A Telegram bot that helps refugees find relevant information from multiple sources.
This project aims to create a system that:
- Collects information from refugee-related websites and Telegram groups
- Processes and indexes this information for efficient retrieval
- Provides a Telegram bot interface for refugees to query this information
- Offers an admin interface for managing and updating the information
The system uses a functional approach with clear separation of concerns:
- Storage Layer: MongoDB for document storage and Milvus for vector embeddings
- Processing Layer: Text chunking, embedding generation, and search
- Interface Layer: Telegram bot and admin interface
- Python 3.8+
- Docker and Docker Compose
- VoyageAI API key (for embeddings)
- Telegram API credentials (for scraping Telegram groups)

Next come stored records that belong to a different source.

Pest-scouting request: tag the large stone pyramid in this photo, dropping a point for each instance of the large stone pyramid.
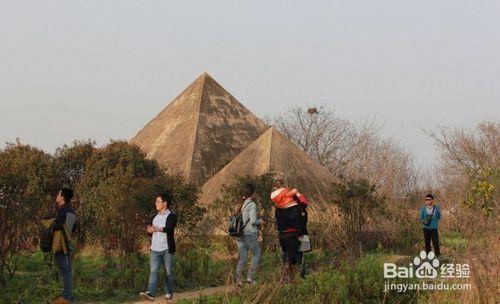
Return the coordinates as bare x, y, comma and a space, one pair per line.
272, 151
199, 132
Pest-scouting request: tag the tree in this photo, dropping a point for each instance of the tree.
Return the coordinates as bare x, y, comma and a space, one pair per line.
27, 186
70, 161
470, 167
357, 200
331, 141
117, 193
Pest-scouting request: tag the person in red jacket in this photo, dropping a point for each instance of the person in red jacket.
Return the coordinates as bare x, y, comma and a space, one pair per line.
288, 213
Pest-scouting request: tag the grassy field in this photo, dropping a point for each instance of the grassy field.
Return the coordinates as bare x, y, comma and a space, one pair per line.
331, 278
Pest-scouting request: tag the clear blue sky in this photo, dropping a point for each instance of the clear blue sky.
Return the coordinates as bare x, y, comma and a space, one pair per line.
102, 69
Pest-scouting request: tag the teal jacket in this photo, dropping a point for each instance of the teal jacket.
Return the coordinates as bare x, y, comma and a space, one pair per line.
435, 217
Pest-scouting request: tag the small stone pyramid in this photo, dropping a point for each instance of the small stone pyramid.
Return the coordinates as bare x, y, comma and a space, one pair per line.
272, 151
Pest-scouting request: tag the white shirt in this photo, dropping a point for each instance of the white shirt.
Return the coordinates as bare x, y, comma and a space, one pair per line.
159, 239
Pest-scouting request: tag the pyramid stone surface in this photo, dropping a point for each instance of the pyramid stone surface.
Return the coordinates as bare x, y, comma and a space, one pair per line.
272, 151
199, 132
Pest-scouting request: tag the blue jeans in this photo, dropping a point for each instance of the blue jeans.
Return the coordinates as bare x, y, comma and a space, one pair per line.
156, 259
64, 263
244, 244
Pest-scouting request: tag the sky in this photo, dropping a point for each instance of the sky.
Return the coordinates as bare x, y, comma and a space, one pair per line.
102, 69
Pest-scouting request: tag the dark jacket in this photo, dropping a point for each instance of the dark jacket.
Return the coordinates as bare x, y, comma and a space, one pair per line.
65, 216
289, 219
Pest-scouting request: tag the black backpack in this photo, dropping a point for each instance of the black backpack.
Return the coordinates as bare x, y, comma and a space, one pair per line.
46, 237
236, 225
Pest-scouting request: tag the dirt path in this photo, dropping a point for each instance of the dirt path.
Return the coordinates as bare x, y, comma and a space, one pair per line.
188, 295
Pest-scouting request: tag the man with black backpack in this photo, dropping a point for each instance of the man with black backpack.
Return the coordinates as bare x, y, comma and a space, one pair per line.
245, 227
430, 214
64, 225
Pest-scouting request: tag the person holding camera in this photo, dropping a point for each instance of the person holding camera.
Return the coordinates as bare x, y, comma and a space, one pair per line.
430, 214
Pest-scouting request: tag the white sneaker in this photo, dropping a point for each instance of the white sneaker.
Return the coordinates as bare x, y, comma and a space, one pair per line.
147, 295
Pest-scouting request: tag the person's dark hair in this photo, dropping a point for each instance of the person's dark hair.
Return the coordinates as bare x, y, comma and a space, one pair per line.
67, 194
166, 197
248, 190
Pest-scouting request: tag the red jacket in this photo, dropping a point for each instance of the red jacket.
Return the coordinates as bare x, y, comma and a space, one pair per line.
283, 197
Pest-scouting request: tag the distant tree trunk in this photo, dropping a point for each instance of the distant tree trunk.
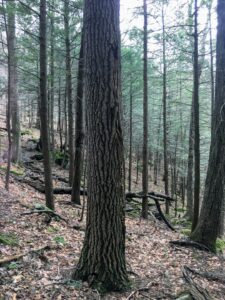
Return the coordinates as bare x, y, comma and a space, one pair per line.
44, 108
15, 124
52, 79
102, 261
131, 136
137, 164
65, 122
157, 155
166, 179
196, 123
59, 117
79, 132
144, 212
189, 212
208, 226
69, 90
211, 62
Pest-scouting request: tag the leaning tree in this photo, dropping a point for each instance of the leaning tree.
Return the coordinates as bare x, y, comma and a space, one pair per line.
207, 229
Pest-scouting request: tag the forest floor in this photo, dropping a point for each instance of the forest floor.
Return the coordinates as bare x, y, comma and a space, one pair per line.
155, 266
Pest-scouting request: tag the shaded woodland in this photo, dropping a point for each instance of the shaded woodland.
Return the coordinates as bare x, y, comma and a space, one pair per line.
112, 149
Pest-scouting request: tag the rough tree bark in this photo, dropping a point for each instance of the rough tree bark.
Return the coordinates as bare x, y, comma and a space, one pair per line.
52, 78
131, 136
79, 131
208, 226
44, 108
69, 90
11, 41
102, 261
144, 212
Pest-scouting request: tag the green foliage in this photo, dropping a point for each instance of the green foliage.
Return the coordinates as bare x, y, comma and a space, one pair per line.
186, 231
59, 240
9, 239
52, 229
15, 169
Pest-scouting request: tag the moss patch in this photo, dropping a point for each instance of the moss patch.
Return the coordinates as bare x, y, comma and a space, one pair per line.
220, 245
15, 169
9, 239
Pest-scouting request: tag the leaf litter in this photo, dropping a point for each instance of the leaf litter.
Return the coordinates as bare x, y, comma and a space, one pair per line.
154, 266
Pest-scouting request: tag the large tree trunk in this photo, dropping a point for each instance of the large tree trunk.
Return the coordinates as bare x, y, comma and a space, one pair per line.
44, 108
189, 213
79, 132
69, 90
15, 152
207, 229
144, 212
102, 260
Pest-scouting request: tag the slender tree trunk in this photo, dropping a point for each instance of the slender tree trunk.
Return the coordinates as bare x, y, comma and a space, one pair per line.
69, 90
144, 212
14, 114
166, 178
79, 132
59, 117
131, 137
208, 226
44, 108
52, 72
189, 212
102, 261
196, 123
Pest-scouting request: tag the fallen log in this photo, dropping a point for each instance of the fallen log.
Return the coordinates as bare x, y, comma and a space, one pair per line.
9, 259
157, 196
190, 243
214, 276
196, 291
163, 216
45, 211
67, 191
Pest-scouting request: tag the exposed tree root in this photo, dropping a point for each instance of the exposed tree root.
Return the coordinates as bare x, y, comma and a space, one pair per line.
132, 295
196, 291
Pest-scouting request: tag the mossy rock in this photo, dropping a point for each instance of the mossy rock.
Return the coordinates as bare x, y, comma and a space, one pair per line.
26, 132
60, 157
186, 231
220, 245
15, 169
9, 239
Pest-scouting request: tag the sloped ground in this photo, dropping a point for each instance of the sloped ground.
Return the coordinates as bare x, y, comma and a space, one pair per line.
151, 261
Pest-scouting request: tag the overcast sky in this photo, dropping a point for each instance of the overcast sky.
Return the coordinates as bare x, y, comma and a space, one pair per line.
128, 20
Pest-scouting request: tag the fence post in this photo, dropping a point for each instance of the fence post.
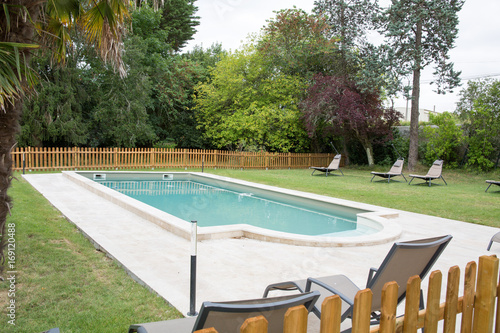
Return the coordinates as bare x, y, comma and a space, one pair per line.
433, 300
389, 306
450, 310
468, 298
331, 315
485, 294
296, 320
362, 311
257, 324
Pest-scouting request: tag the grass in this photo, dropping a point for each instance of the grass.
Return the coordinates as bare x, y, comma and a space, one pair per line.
463, 199
62, 281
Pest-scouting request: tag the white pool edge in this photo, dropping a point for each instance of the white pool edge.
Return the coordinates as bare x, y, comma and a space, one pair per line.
378, 216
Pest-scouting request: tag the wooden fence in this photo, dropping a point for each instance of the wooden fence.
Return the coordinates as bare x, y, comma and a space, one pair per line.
49, 159
476, 306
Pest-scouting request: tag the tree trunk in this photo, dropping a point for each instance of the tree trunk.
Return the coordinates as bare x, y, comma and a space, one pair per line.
415, 96
369, 152
22, 31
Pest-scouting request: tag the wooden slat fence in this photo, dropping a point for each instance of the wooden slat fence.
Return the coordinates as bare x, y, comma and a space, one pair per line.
51, 159
479, 306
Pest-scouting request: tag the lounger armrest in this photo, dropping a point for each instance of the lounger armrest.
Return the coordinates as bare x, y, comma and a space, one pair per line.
345, 298
373, 270
284, 286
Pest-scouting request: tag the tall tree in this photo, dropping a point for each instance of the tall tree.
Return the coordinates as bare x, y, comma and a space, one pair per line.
335, 105
19, 19
247, 106
296, 43
479, 110
421, 33
179, 20
349, 21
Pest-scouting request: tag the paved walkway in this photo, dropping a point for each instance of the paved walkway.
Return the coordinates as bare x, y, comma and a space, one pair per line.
232, 269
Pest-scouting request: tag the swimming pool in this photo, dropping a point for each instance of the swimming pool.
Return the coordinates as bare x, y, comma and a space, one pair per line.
224, 207
212, 205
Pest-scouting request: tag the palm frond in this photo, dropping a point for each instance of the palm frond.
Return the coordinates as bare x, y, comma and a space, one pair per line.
104, 25
16, 77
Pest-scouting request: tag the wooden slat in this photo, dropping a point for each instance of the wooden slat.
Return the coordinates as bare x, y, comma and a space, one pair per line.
468, 298
296, 320
362, 311
451, 307
255, 325
389, 306
410, 323
331, 311
433, 300
485, 294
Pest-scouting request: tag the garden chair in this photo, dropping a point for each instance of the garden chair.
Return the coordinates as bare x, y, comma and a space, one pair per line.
495, 238
334, 165
435, 172
404, 260
396, 170
227, 317
492, 182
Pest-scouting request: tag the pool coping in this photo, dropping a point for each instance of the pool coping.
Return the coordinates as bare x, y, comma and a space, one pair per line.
377, 215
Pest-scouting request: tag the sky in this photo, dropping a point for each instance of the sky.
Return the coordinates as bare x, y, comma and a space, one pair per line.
476, 52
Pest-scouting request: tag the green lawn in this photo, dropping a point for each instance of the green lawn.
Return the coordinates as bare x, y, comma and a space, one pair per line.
62, 281
463, 199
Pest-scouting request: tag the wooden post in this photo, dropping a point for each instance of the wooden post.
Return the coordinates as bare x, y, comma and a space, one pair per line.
468, 299
254, 325
433, 301
450, 309
331, 315
485, 294
296, 320
362, 311
412, 305
389, 306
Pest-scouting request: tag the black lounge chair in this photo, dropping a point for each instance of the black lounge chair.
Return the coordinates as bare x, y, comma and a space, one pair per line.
495, 238
435, 172
404, 260
396, 170
334, 165
227, 317
492, 182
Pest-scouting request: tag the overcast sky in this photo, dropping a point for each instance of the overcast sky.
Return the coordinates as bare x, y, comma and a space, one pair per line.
477, 51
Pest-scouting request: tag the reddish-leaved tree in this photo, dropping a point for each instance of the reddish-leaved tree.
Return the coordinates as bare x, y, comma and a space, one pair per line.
335, 105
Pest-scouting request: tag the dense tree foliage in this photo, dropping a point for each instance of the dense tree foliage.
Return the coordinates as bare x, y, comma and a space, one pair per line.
479, 110
247, 107
444, 138
102, 23
335, 105
296, 43
421, 33
87, 103
179, 20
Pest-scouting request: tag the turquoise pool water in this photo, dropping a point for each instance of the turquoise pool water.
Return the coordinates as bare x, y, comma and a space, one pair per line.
216, 206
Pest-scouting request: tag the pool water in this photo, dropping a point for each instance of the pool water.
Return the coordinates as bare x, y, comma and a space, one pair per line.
215, 206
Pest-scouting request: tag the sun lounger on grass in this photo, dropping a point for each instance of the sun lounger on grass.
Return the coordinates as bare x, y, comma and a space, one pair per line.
492, 182
404, 260
334, 165
227, 317
435, 172
396, 170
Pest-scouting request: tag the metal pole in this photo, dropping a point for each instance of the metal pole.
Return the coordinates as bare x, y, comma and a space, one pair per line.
192, 298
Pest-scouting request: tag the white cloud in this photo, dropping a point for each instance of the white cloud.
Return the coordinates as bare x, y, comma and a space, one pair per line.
477, 51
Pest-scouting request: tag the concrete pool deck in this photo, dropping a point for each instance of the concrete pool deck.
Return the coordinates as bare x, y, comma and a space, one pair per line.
231, 269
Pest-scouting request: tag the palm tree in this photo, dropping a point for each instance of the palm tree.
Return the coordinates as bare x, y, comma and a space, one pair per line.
26, 25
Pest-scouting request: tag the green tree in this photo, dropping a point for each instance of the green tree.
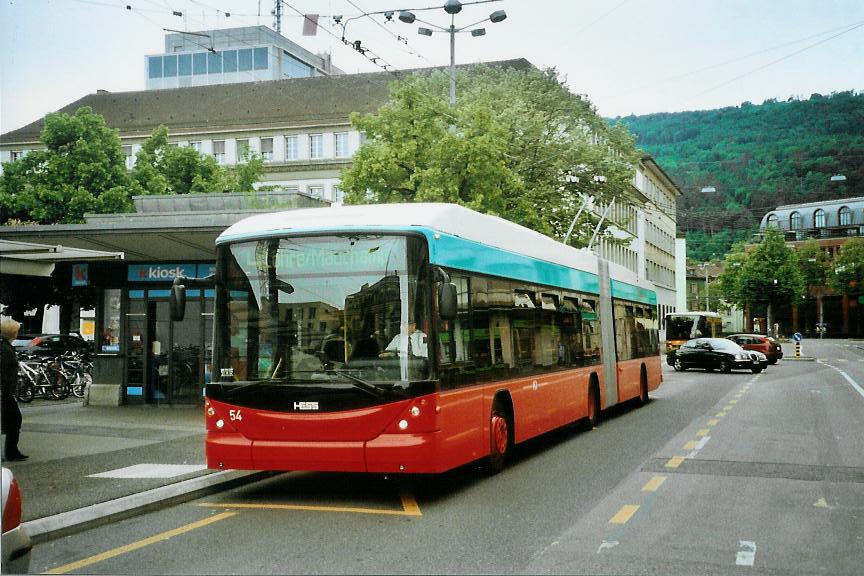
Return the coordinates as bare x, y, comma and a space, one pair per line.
517, 144
82, 169
162, 168
846, 273
769, 275
814, 263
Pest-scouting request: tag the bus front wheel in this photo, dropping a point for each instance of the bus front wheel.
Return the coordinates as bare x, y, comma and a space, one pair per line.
500, 437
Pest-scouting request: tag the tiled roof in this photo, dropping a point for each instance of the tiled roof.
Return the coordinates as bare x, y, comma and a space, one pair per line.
295, 101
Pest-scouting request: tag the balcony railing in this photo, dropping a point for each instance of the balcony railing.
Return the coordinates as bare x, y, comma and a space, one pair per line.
801, 234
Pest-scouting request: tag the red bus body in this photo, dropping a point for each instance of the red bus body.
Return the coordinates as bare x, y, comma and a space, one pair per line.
451, 430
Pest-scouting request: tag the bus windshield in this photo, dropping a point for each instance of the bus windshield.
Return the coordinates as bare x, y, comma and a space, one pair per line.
334, 313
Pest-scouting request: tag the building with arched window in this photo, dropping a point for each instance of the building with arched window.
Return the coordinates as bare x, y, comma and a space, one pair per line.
830, 223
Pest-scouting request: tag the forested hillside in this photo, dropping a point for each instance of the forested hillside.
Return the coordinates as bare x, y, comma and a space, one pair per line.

The project uses Docker Compose to manage the following services:
-
MongoDB: Document database for storing content
- Port: 27017
- Admin UI: Mongo Express on port 8081
-
Milvus: Vector database for storing embeddings
- Port: 19530
- Admin UI: Attu on port 8000
-
Clone the repository
git clone https://github.com/your-username/ino-refugee-bot.git cd ino-refugee-bot -
Create a virtual environment and install dependencies
python -m venv venv source venv/bin/activate # On Windows: venv\Scripts\activate pip install -r requirements.txt
-
Set up environment variables (create a
.envfile)# Copy the example file cp .env.example .env # Edit the file to add your credentials nano .env # or use any text editor
-
Start the database services
docker compose up -d
-
Set up the database collections
python main.py setup
-
MongoDB Express: http://your-server-ip:8081
- Username and password are configured in .env file
-
Milvus Attu: http://your-server-ip:8000
To index documents from a JSON file:
python main.py index --file data/documents.json --text-field contentTo start the Telegram bot:
python main.py botTo start the admin interface:
python main.py adminrefugee-bot/
├── app/ # Application code
│ ├── storage/ # Storage abstractions
│ │ ├── interfaces.py # Storage interfaces
│ │ ├── mongodb.py # MongoDB implementation
│ │ └── milvus.py # Milvus implementation
│ ├── processing/ # Text processing
│ │ ├── chunking.py # Text chunking functions
│ │ └── embedding.py # Embedding generation
│ └── indexer.py # Document indexing
├── data/ # Data storage
├── tests/ # Test files
├── docker-compose.yml # Docker Compose configuration
├── main.py # Main entry point
└── requirements.txt # Python dependencies
Contributions are welcome! Please feel free to submit a Pull Request.
This project is licensed under the MIT License.